Karl-Heinz Fricke

Ein verblüffender Zufall

                                               Eine unglaubliche Seltenheit,

Ein sehr guter Freund starb vor einigen Jahren. Durch die vielen Gemeinsamkeiten die wir hatten, müsste ich eigentlich auch schon in den ewigen Jagdgründen sein. Ludwig war ein gelernter Friseur, er schnitt mir zwar die Haare, betätigte sich jedoch als Arbeiter in einer Speditionsfirma, die unter anderem auch Güterwaggons mit Waren erhielt, die aus dem Osten Kanadas für die großen Geschäfte Winnipegs bestimmt waren. Es war des Freundes Aufgabe einen der Waggons jeden Tag mit einem Helfer zu entladen, und die Waren für die Belieferung an die Geschäfte auszusortieren. Als meine einträgliche Tätigkeit als Hundetrainer ein Ende gefunden hatte, verschaffte mir der Besitzer der Hunde bei der Speditionsfirma einen ganztägigen Job mit einem Stundenlohn von 75 Cents. Das war in Juni 1957, und wir waren gerade sechs Monate in Kanada. Mein englisch steckte noch in den Kinderschuhen, machte aber stetige Fortschritte. Es war daher die richtige Entscheidung des Bosses, mich als Helfer dem Ludwig Schäfer beizugeben. Wir verstanden uns auf Anhieb, arbeiteten wie die Verrückten, und um die Mittagszeit war unser Waggon leer und die Kartons und andere Behälter aussortiert. Nachmittags konnte man uns für andere Arbeiten verwenden, während die Kanadier, sich mit der Entleerung ihrer Waggons bis zum Arbeitsschluß Zeit nahmen. Es war ganz natürlich, dass man uns verrückte Germans nicht etwa um unseren Fleiß bewunderte oder beneidete, sondern hämische Bemerkungen machte, da sie dasselbe wie wir verdienten. Als es dann dem Winter zuging und anstatt fünf täglicher Waggons nur noch einer oder zwei zu entladen waren, da wurden nicht Ludwig und ich zeitweise entlassen, sondern die anderen.

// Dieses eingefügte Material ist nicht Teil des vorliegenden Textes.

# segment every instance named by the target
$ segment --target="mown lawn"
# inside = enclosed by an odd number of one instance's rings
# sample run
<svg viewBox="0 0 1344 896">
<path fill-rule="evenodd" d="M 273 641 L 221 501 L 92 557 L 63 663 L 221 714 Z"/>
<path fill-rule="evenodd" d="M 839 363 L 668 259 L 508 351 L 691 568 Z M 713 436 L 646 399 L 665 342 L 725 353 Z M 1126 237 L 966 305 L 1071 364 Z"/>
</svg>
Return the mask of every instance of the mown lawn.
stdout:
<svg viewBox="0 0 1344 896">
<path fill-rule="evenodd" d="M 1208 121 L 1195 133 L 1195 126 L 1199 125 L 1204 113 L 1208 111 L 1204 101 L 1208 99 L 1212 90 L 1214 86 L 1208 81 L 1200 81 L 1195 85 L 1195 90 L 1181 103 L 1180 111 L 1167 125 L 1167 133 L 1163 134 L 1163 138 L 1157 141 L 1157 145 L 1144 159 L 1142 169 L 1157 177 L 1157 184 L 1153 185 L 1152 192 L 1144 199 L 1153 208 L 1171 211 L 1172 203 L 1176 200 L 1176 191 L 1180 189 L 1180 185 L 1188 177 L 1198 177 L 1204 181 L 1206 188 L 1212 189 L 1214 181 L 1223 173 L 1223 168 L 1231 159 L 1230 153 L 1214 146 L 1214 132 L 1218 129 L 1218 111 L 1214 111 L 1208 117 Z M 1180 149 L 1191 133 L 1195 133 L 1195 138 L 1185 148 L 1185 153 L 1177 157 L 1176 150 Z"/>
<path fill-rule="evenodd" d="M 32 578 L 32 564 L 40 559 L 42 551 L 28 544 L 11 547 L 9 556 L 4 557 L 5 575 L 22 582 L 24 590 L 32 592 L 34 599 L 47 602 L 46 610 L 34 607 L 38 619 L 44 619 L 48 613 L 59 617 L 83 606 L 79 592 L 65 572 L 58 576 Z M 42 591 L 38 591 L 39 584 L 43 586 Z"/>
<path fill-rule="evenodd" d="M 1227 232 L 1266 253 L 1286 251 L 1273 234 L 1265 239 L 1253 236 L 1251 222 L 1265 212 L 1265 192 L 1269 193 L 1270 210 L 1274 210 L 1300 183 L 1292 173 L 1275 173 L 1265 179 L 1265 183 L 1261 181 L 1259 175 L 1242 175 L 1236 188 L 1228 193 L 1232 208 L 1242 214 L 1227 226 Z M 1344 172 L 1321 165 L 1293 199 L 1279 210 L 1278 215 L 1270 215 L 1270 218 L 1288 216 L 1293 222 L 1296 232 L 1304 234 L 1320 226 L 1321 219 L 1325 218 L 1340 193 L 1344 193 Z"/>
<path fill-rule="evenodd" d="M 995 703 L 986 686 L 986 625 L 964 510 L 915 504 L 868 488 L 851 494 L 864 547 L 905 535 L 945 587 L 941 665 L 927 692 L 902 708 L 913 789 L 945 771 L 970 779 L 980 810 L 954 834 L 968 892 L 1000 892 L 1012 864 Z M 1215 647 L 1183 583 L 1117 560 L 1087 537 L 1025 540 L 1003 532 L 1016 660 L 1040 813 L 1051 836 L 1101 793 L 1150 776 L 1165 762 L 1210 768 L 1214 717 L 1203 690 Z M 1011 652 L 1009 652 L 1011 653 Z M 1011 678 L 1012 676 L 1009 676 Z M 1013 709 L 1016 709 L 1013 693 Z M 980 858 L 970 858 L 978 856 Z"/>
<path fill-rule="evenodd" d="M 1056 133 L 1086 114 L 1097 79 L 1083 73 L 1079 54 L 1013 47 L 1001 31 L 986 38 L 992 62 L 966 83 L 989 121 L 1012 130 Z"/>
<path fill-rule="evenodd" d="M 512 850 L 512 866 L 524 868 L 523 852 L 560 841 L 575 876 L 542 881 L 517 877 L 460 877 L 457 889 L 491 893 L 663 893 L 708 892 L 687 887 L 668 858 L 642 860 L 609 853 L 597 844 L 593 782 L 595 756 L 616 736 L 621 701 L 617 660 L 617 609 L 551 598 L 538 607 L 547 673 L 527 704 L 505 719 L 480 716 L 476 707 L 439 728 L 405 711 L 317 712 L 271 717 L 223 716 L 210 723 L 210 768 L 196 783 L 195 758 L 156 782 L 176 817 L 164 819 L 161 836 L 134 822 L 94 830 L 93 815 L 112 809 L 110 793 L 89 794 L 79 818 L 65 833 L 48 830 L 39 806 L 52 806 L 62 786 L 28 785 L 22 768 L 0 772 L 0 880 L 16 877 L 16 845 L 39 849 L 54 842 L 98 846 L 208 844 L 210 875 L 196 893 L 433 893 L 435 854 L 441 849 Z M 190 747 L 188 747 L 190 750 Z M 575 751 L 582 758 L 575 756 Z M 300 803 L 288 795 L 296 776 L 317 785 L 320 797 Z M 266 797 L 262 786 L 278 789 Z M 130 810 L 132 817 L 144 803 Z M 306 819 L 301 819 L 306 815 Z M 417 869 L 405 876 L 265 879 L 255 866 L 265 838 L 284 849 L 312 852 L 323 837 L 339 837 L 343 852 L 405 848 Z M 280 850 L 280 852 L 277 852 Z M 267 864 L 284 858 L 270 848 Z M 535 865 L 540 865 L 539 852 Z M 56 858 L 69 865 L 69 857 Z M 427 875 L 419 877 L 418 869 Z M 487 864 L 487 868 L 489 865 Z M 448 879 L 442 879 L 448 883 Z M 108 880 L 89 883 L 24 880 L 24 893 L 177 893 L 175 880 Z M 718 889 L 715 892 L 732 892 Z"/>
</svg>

 Es ist ganz natürlich, dass Ludwig und ich daran interessiert waren, was wir alles in unserem bisherigen Leben bewerkstelligt hatten, woher wir kamen, warum und wann wir ausgewandert waren und so weiter. Die höchst seltsamen Dinge kamen dabei zu Tage. Ludwig fragte mich, wie alt ich denn eigentlich sei. Ich antwortete, ich sei 29 Jahre alt. Dann sind wir ja gleichaltrig, meinte er. Und in welchem Monat bist du geboren, fragte er weiter. Ich erwiderte im Februar. Er lachte und meinte jetzt fehlt nur noch, dass wir am gleichen Tage das Licht der Welt erblickt haben. Ich sagte darauf, das wäre des Zufalls wohl zu viel. Er meinte Februar sei ein kurzer Monat und wer weiss. Ich sagte, ich bin an Maria Lichtmess geboren, also am 2. Februar. Ludwig sagte nur, ich auch. Zusammenfassend waren wir beide aus Deutschland nach Kanada ausgewandert, waren am gleichen Tage und im gleichen Jahr geboren, und arbeiteten zusammen. Es hätte nur noch gefehlt, dass wir auch der gleichen Stadt entstammten, aber Ludwig kam aus Aschaffenburg und ich aus der alten Kaiserstadt Goslar.